JetBlue Airways
JetBlue Airways said Thursday that two of its crew members aboard a Wednesday night flight from Boston to Charleston, South Carolina fell ill. In this photo, travelers walk past the tails of JetBlue airplanes in the airport terminal at Ronald Reagan Washington National Airport in Arlington, Virginia. Photo credit should read SAUL LOEB/AFP/Getty Images

JetBlue Airways said Thursday that two of its crew members fell ill aboard a Wednesday night flight from Boston to Charleston, South Carolina. According to the airline, the cause of the odor was nail polish. A representative for the budget carrier confirmed the incident to International Business Times in a statement.

“The crew on JetBlue flight 1667 reported an odor in the cabin,” the airline told IBT. “The aircraft was inspected and the odor was determined to be nail polish remover.”

Airline spokesperson Doug McGraw told the Associated Press that the employees were told to check-in with medical professionals upon the flight landing in South Carolina. No passengers were affected by the odor during the flight.
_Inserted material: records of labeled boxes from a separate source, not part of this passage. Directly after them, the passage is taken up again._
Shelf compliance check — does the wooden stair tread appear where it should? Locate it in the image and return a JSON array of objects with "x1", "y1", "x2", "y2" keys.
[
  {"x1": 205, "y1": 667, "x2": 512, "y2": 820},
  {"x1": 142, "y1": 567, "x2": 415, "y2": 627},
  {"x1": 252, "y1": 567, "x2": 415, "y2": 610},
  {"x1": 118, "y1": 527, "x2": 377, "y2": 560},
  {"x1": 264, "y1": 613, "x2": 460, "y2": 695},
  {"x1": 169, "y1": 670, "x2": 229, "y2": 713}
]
Odors have been a frequent perpetrator named in incidents in which crew or passengers have fallen sick on JetBlue Airways flights. Wednesday’s incident was the third in a string of events involving an odor on its flights in just a week, the AP reported. JetBlue Airways said it installed carbon air filters to reduce odors on its aircraft.
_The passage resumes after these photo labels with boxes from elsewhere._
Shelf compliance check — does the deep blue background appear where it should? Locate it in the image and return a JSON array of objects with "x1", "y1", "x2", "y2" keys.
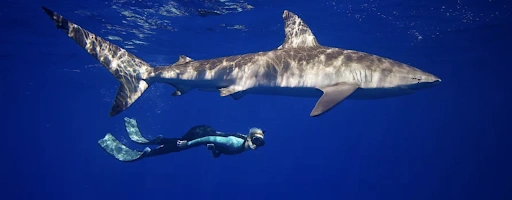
[{"x1": 4, "y1": 0, "x2": 512, "y2": 200}]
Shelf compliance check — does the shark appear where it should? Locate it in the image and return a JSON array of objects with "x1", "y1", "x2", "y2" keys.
[{"x1": 42, "y1": 6, "x2": 441, "y2": 117}]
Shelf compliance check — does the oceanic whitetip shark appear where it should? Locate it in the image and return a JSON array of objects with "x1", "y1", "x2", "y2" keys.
[{"x1": 43, "y1": 7, "x2": 441, "y2": 117}]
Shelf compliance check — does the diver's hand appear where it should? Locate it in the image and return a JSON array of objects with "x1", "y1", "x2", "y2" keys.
[{"x1": 176, "y1": 140, "x2": 187, "y2": 148}]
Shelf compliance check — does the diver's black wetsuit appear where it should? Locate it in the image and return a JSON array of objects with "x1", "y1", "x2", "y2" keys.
[{"x1": 141, "y1": 125, "x2": 247, "y2": 158}]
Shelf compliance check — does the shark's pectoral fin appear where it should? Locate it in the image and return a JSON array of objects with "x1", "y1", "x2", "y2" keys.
[
  {"x1": 219, "y1": 85, "x2": 245, "y2": 99},
  {"x1": 310, "y1": 83, "x2": 359, "y2": 117}
]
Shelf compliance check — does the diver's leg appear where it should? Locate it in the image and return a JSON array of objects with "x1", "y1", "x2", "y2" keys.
[{"x1": 98, "y1": 133, "x2": 149, "y2": 162}]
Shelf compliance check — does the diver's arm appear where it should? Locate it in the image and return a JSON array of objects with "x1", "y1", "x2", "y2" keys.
[{"x1": 216, "y1": 131, "x2": 247, "y2": 140}]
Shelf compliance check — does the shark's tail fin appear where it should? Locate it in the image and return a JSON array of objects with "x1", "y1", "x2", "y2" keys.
[{"x1": 42, "y1": 7, "x2": 153, "y2": 116}]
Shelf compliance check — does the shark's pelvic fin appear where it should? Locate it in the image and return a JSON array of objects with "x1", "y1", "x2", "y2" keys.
[
  {"x1": 310, "y1": 83, "x2": 359, "y2": 117},
  {"x1": 42, "y1": 7, "x2": 153, "y2": 116},
  {"x1": 277, "y1": 10, "x2": 319, "y2": 49},
  {"x1": 172, "y1": 55, "x2": 194, "y2": 65}
]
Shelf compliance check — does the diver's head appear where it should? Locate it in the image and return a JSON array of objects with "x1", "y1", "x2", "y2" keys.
[{"x1": 247, "y1": 128, "x2": 265, "y2": 149}]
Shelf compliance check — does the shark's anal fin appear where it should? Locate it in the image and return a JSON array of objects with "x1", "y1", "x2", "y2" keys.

One of the airline’s flights from Boston to San Diego, California, last week was forced to make an emergency landing in Buffalo, New York after crew members fell sick. Two flight attendants and the flight’s pilot were transported to a hospital near the Buffalo-Niagara International Airport, reported at the time.

“They were saying that there was an incident on the plane where somebody was having a medical issue,” passenger Michael Feuerstein told Fox-affiliate WFXT in Boston. “People were having headaches on the plane. There were children. The smell could be smelled from the wings of the plane to the actual back of the plane.”

In a separate interview with the Cheektowaga Chronicle, Feuerstein said upon landing that the firefighters called to the scene “walked on board with a carbon monoxide detector to the very back of the airplane where after that it started beeping, extremely, extremely, rapidly.”

A JetBlue Airways flight from California to Florida earlier this month was diverted to Oklahoma City after a foul odor coming from the cockpit caused five of its 135 passengers to experience trouble breathing, IBT previously reported. Passengers were reportedly treated with oxygen tanks to stabilize their breathing after eight ambulances arrived on the scene at the Will Rogers World Airport.